Entwicklung von Werkzeugen zur Darstellung und Durchmusterung von Proteinbibliotheken

Abstract

Die Zufallsmutagenese etabliert sich zunehmend als Methode zur Veränderung von Proteineigenschaften. In der vorliegenden Arbeit werden Methoden zur automatisierten Erstellung und Durchmusterung von so erzeugten Proteinbibliotheken beschrieben. Um die Durchmusterung der Bibliotheken mit Roboterunterstützung durchführen zu können, wurde ein Verfahren entwickelt, welches die Vereinzelung der Mutanten in Mikrotiterplatten erlaubt. Zu diesem Zweck wurde ein Vektor konstruiert, welcher neben dem mutierten Gen noch das green fluorescent Protein (gfp) trägt. Mit diesem Vektor transformierte E. coli konnten bereits 3 Stunden nach Transformation mittels eines Zellsorters detektiert und in Kompartimente einer Mikrotiterplatte abgelegt werden, wo sie identisches Wachstums- und Expressionsverhalten zeigten. Für den Nachweis von Epoxidhydrolase-Aktivität wurde ein Assay auf Basis von p-(4-Nitrobenzyl)-pyridin entwickelt. Der Test wurde im robotergestützten Hochdurchsatzscreening einer Streptomyceten-Stammsammlung validiert. Es gelang damit allerdings nicht in einer durch rationale und Zufallsmutagenese erzeugten Proteinbibliothek einer Lipase aus Bacillus thermocatenulatus Epoxidhydrolase-Aktivität nachzuweisen. Ebenfalls durch Zufallsmutagenese wurden neue Peptide für die Metallaffinitätschromatografie entwickelt. Ausgehend von einer bekannten Metallbindungsstelle einer ATPase aus Helicobacter pylori wurde das Sequenzmotiv HxHxxxCxxC mittels wobble Primer Technik variiert und an das gfp fusioniert. Die so entstandene Proteinbibliothek wurde mittels eines Laborroboters in Mikrotiterplatten auf die Bindungseigenschaften an Metallaffinitätsmatrizen untersucht. Es wurden Affinitätspeptide mit gegenüber dem (His)6-Tag deutlich verbesserten Eigenschaften gefunden. Die breite Anwendbarkeit des Affinitätspeptids konnte am Beispiel der Aufreinigung einer Lipase aus Bacillus thermocatenulatus, die sowohl in E. coli als auch in Streptomyces lividans exprimiert wurde, gezeigt werden.

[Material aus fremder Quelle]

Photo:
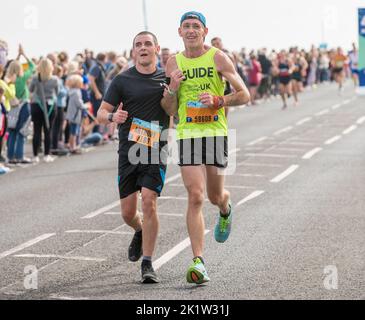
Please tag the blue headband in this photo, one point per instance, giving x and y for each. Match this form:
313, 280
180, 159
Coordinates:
194, 15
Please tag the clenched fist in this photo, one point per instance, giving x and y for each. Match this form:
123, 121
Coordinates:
121, 116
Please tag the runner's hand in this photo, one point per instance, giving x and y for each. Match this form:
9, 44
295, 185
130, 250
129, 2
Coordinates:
98, 96
121, 116
207, 99
176, 78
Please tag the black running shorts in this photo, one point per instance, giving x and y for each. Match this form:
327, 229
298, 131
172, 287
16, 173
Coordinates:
211, 151
132, 178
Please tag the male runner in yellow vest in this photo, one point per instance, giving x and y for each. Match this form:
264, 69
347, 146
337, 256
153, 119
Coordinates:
196, 93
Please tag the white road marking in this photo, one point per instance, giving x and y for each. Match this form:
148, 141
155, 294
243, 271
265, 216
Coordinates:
285, 174
101, 210
270, 155
248, 175
173, 178
112, 213
47, 256
66, 254
248, 164
350, 129
59, 297
299, 123
322, 112
283, 130
160, 214
26, 245
297, 143
252, 196
290, 149
173, 198
177, 215
332, 140
311, 153
99, 232
361, 120
173, 253
257, 141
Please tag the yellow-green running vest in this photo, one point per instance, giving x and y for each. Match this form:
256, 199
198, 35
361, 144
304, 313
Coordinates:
196, 119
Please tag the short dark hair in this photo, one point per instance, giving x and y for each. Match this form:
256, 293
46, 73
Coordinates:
216, 38
101, 56
143, 33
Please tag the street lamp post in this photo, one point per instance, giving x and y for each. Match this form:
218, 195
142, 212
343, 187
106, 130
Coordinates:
145, 15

Random mutagenesis is becoming a more and more powerful tool for the improvement of protein properties. In this thesis new methods for the automated preparation and screening of protein libraries are shown. Using robot assisted screening techniques, it is necessary to singularize the mutants in discrete wells of the microtiter plate. This was achieved by using a vector bearing the green fluorescent protein (gfp) and the mutated gene. Three hours after transformation, the transformants could be detected and separated in single wells of a microtiterplate by a flow cytometer. It could be shown, that the growing and expression properties in each well were identical. For the detection of epoxide hydrolase activity a assay based on p-(4-Nitrobenzyl)-pyridin was developed. The assay was validated by screening a Streptomyces strain collection. However no epoxide hydrolase activity could be detected in a protein library of a lipase from Bacillus thermocatenulatus, obtained by rational and random mutagenesis. Random mutagenesis and roboter assisted screening was also used for developing new peptides for use in immobilised metal affinity chromatography (IMAC). For this purpose, a known metal binding sequenze (HxHxxxCxxC) from an ATPase of Helicobacter pylori was mutagenised using wobble primer techniques. The tag peptides were fused to the gfp, the peptide library obtained was tested for changed binding properties to the IMAC matrix using microtiterplates and a robot system. Metal affinity peptides with improved properties compared to the (His)6-tag were found. The broad application range of the new peptides found were proven by fusion to a lipase from Bacillus thermocatenulatus, which was expressed in E. coli or Streptomyces lividans. It was also possible to cleave the tag by introducing a Xa protease cleaving site.